TRE-TO considera irregular vídeo contra Vicentinho Júnior, multa responsável pelo perfil J1 Notícias e manda processo para apuração de eventual crime eleitoral
Parece que a conta do chamado “Doutor Multas” eleitoral não para de chegar. Desta vez, veio em R$ 20 mil — e acompanhada de um ingrediente ainda mais indigesto: o envio do caso ao Ministério Público Eleitoral.
Em decisão assinada na sexta-feira (4), o juiz Roniclay Alves de Morais, do Tribunal Regional Eleitoral do Tocantins (TRE-TO), condenou Johnny da Silva Oliveira Lima, responsável pelo perfil @j1noticiasto, em mais uma representação eleitoral.
O processo trata de um vídeo publicado em 25 de agosto com o título “Três casos, três cenários e um elo em comum: a família Vicentinho e a agressão a mulheres”. Segundo a decisão, o conteúdo associava Vicentinho Júnior a episódios de violência doméstica praticados por terceiros e ainda afirmava, de forma considerada falsa, que o candidato estaria cumprindo medidas restritivas.
Para o TRE-TO, não foi apenas crítica política.

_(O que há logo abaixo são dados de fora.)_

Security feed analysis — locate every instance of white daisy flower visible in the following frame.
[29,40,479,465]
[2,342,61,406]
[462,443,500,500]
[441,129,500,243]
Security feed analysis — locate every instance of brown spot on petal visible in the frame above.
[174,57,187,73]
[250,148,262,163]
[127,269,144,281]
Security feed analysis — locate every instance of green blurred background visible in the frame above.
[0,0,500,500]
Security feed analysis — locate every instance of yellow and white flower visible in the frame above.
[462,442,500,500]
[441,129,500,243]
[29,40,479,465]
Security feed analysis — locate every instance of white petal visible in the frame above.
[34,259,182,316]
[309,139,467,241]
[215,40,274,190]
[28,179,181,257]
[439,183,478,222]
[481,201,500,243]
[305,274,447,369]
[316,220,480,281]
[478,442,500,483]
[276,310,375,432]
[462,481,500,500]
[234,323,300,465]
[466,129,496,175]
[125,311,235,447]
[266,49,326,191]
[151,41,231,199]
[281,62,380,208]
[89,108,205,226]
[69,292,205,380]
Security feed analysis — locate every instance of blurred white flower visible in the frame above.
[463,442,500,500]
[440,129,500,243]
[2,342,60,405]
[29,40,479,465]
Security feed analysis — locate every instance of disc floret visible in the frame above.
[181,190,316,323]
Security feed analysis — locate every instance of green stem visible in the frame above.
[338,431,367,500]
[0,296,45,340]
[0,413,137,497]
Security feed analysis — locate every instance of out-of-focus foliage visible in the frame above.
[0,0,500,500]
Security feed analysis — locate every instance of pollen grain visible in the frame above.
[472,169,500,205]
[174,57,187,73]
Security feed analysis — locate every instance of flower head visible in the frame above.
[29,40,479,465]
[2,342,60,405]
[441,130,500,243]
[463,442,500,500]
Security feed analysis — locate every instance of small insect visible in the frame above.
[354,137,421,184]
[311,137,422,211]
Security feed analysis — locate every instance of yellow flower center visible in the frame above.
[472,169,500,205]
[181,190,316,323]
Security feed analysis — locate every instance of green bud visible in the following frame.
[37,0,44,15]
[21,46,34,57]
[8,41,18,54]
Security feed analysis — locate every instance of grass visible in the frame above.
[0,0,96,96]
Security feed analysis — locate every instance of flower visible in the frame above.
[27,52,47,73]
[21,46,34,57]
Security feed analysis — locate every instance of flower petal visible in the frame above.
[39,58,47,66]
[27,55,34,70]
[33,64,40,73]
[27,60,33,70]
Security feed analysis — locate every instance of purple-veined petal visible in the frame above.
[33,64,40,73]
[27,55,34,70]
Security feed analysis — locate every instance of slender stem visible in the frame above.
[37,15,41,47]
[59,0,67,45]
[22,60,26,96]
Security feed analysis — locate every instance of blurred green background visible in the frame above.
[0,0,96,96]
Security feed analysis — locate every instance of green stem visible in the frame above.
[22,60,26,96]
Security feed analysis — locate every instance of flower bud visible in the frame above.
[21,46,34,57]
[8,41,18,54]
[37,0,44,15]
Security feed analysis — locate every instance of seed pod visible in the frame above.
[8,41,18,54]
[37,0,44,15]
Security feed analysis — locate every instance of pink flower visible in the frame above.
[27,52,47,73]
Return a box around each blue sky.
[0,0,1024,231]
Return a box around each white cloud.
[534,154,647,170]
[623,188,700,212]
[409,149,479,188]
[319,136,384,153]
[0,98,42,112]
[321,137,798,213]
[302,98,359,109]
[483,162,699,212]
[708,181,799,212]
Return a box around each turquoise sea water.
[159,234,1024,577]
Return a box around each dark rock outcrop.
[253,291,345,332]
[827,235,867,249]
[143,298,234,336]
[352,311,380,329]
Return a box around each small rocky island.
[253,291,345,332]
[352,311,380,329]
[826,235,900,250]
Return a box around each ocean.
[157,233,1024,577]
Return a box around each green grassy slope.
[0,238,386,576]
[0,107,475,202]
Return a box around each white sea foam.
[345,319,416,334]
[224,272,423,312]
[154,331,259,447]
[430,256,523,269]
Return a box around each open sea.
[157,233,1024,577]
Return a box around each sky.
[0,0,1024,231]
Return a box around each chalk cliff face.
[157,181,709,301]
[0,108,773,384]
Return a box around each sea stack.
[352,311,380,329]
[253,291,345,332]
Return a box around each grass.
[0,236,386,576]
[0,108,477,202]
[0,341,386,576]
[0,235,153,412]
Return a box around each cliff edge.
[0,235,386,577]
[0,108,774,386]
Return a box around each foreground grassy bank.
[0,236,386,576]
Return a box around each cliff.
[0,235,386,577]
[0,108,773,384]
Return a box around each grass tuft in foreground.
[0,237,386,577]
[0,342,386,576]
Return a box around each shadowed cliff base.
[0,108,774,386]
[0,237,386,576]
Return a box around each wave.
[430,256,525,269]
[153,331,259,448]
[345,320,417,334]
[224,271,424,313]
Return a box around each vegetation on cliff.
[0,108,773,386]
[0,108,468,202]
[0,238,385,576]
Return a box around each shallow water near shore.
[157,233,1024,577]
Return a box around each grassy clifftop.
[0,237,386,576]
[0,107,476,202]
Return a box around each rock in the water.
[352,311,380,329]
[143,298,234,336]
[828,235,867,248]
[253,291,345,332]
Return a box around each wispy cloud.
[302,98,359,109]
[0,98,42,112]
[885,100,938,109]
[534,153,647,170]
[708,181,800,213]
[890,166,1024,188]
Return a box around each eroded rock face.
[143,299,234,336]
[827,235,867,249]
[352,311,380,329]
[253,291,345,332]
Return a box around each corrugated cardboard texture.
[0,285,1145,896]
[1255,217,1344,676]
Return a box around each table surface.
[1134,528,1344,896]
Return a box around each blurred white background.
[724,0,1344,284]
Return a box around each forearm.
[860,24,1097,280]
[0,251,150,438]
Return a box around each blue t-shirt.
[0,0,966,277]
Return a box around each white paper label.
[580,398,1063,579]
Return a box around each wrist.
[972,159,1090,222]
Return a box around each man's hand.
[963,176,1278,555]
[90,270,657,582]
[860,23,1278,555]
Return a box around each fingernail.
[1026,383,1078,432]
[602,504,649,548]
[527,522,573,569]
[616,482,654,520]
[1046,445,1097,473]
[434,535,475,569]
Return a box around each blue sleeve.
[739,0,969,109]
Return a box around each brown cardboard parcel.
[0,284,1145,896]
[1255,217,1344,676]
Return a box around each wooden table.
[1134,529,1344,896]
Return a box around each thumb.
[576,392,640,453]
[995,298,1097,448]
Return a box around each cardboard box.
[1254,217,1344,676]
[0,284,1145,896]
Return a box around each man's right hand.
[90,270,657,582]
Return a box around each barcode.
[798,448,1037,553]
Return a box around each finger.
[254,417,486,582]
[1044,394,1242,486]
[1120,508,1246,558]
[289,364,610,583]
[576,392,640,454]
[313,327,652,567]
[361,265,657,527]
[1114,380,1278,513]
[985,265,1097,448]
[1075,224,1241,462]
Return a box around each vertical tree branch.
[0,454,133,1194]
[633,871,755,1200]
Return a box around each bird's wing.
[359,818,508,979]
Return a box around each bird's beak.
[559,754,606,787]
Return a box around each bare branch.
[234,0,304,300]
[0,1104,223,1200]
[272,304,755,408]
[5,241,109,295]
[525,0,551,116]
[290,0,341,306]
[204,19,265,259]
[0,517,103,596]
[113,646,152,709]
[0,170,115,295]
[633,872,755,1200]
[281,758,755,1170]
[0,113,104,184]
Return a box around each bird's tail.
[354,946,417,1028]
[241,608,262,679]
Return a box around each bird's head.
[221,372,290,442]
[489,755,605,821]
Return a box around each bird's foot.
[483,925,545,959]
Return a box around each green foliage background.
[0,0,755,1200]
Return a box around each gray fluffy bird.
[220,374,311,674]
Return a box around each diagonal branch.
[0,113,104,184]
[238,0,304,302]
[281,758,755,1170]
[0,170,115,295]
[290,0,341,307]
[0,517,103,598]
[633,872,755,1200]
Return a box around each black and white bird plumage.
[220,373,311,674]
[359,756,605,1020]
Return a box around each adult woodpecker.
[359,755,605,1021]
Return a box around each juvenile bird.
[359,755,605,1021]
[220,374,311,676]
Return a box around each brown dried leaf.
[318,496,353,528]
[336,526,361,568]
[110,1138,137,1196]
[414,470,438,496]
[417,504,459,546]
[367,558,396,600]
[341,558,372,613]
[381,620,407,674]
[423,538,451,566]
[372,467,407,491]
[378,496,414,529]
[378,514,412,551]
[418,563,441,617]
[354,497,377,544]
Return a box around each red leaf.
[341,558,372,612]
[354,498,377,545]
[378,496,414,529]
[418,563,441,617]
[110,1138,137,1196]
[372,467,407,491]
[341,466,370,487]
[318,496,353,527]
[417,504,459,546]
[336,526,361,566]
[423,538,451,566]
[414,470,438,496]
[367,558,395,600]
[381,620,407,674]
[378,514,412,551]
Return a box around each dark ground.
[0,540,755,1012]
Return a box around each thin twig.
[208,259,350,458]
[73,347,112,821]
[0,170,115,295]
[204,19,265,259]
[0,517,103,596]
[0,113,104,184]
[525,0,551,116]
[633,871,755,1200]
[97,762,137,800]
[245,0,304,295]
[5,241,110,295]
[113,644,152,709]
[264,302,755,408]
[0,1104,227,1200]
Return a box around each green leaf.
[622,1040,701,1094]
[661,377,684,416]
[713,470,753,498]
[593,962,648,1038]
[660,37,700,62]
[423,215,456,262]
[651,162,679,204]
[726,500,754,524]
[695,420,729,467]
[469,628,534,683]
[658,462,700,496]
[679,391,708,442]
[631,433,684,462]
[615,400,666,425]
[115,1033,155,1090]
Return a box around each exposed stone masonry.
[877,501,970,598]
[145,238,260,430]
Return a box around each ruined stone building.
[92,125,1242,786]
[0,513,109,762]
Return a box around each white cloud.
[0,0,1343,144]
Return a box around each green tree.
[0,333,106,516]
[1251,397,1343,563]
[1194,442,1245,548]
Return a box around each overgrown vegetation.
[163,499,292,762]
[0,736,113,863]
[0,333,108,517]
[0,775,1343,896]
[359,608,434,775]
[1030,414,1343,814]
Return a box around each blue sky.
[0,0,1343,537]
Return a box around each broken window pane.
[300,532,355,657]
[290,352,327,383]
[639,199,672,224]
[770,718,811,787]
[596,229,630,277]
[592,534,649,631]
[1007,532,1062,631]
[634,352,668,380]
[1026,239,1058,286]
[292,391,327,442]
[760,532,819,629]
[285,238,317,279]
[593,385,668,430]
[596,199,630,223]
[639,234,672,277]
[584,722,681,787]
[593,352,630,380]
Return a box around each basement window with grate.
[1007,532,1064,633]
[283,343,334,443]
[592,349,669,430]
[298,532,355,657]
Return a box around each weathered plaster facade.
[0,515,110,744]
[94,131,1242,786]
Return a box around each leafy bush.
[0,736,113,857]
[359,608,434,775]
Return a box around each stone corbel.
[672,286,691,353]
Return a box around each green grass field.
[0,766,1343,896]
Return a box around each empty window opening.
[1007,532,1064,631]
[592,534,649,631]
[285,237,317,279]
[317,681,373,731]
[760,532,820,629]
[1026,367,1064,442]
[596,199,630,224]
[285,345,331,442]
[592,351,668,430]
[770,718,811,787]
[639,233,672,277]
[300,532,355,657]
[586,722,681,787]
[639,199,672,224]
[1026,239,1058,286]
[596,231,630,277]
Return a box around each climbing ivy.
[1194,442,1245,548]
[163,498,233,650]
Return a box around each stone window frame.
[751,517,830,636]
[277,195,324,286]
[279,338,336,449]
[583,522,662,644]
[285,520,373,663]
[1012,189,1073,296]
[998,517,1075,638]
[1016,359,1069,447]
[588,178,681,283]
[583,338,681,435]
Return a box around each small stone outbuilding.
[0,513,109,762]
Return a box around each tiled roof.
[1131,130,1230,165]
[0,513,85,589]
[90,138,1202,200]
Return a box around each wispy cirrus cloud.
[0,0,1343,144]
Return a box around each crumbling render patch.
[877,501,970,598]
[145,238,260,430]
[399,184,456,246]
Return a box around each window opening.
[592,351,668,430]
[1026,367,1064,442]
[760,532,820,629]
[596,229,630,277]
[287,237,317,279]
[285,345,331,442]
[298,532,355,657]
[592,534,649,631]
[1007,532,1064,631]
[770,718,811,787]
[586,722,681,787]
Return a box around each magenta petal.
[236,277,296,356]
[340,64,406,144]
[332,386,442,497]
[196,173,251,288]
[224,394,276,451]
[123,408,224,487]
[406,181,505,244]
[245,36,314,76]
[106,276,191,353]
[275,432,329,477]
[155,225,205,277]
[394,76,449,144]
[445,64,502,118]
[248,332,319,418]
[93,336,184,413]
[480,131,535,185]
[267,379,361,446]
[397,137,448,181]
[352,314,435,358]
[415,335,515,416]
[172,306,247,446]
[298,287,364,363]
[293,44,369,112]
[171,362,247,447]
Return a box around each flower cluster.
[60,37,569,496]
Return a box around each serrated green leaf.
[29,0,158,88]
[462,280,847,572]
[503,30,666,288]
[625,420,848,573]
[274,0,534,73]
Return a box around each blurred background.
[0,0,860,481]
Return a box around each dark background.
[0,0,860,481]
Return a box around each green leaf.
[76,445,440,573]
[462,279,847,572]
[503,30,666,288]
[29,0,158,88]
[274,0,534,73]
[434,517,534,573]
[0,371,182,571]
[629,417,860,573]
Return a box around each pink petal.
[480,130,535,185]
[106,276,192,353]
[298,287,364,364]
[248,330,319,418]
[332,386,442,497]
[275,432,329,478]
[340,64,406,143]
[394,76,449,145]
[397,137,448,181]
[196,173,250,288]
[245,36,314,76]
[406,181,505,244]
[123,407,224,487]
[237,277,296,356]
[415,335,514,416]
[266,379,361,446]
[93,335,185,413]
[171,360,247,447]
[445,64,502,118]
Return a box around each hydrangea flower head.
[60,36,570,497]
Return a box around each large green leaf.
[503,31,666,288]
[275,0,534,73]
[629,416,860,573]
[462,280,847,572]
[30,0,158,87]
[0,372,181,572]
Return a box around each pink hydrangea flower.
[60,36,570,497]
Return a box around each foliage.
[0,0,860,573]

O tribunal classificou a publicação como propaganda negativa irregular, desinformação difamatória e montagem destinada a atingir a honra do candidato. O vídeo já havia sido retirado por determinação judicial.
E tinha mais uma irregularidade
O tribunal também entendeu que o perfil J1 Notícias funciona, na prática, como uma estrutura comercial de comunicação. A conta, classificada no Instagram como “Site de notícias e mídia”, possuía mais de 8,3 mil seguidores e foi considerada “pessoa jurídica de fato” para fins eleitorais.
A Justiça considerou, portanto, que houve duas infrações: propaganda negativa irregular e utilização de perfil comercial para propaganda eleitoral.
A primeira rendeu R$ 10 mil. A segunda, mais R$ 10 mil. A conta fechou em R$ 20 mil.
E o histórico pesou. O relator citou outras representações semelhantes contra Johnny, os processos 0600563-75.2026 e 0600570-67.2026, considerando a reiteração da conduta para afastar a aplicação da multa mínima.
A história não termina nos R$ 20 mil
O TRE-TO confirmou definitivamente a retirada do vídeo e determinou que os autos sejam enviados à Procuradoria Regional Eleitoral para apuração de eventual responsabilidade penal pela divulgação de fatos sabidamente inverídicos, prevista no artigo 323 do Código Eleitoral.
O tribunal, por outro lado, rejeitou uma proibição ampla de futuras manifestações políticas no perfil, para evitar censura prévia.
No fim, fica a lição que alguns parecem insistir em aprender pelo bolso: eleição pode ter crítica, ironia e pancadaria política. O que não pode é transformar rede social em vale-tudo.
E, para o “Doutor Multas”, pelo andar da carruagem, a temporada eleitoral está ficando cada vez mais cara.